The physical process of radiative forcing is calculable with radiative transfer codes, such as the CRM I have dabbled with in previous posts. Also, there is a truism associated with radiative forcing that the only significant way in which earth sheds energy is through radiation.
With these thoughts in mind, I set out to consider the ways other than surface warming which could possibly restore balance to the global disequilibrium imposed by a doubling of carbon dioxide.

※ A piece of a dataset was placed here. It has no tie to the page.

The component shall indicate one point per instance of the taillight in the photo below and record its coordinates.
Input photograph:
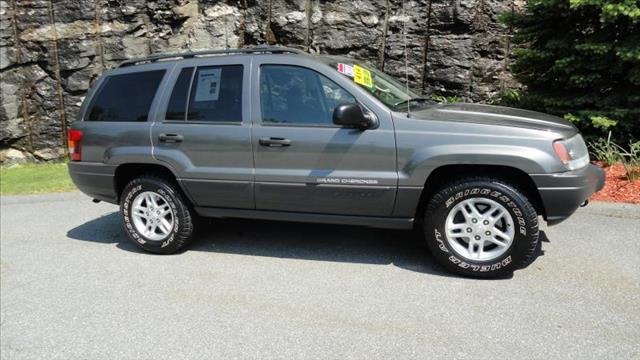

Below, I ran runs of the CRM for the Northern Hemisphere TREX sounding with the following variations of profile:
- warming the upper troposphere but not the surface
- lowering the ‘top of the water vapor’ without reducing water vapor
- changing the fraction of a cloud layer at 700millibars
- lowering the top of a cloud layer
Here is the comparison of 1x CO2 with the same profile but 2x CO2 and various amounts of warming aloft, but no warming in the lower levels. The net radiance at the tropopause ( RF ) decreases as warming aloft increases:
Below is the comparison of a 1x CO2 atmosphere and the same profile but with 2xCO2 and various ‘top-of-the-water-vapor’ levels. The dew point depression of profiles with lower ‘tops’ is reduced such that the absolute amount of water vapor does not decrease from the original sounding. This is indicated by the ‘Precipitable Water’ calculation, labelled ‘PW’ for each profile. As the ‘top-of-the-water-vapor’ lowers for each profile, the RF decreases ( and becomes negative ):
The following runs indicate the effect of changing the cloud fraction at 700mb. Increasing cloud fraction greatly reduces net radiance, but this sounding is at mid-day:
Here is the same effect of cloud fraction at 700mb, but at mid night instead of mid day. For this location (45N, 0E) and time (Julian 180) the shortwave albedo is of the opposite sign and exceeds the longwave forcing such that at mid night, increasing cloud fraction increases RF:
Finally, below is the effect of varying the height of a cloud layer of a constant cloud fraction, but of a cloud liquid water content proportional to the humidity of the level. This evidently makes the effect of lower clouds to have much greater albedo:
The same experiment but at night yields a different relationship than a varying cloud fraction at a given height. The clouds are more emissive, not only because they are lower ( and thus warmer ) but also because they contain more liquid water droplets with which to emit. Lowering cloud levels for this time and profile can reverse a 2x CO2, but only by greatly lowering the cloud top from 400mb to 850mb:
I don’t believe any of these cases means that CO2 does not likely ’cause warming’. To the contrary, while this is by no means exhaustive, it’s a reminder that whatever happens, the only response that can matter to reverse CO2 forcing is radiative.
Never the less, these cases do represent what is possible though improbable means of increased radiative transfer to space.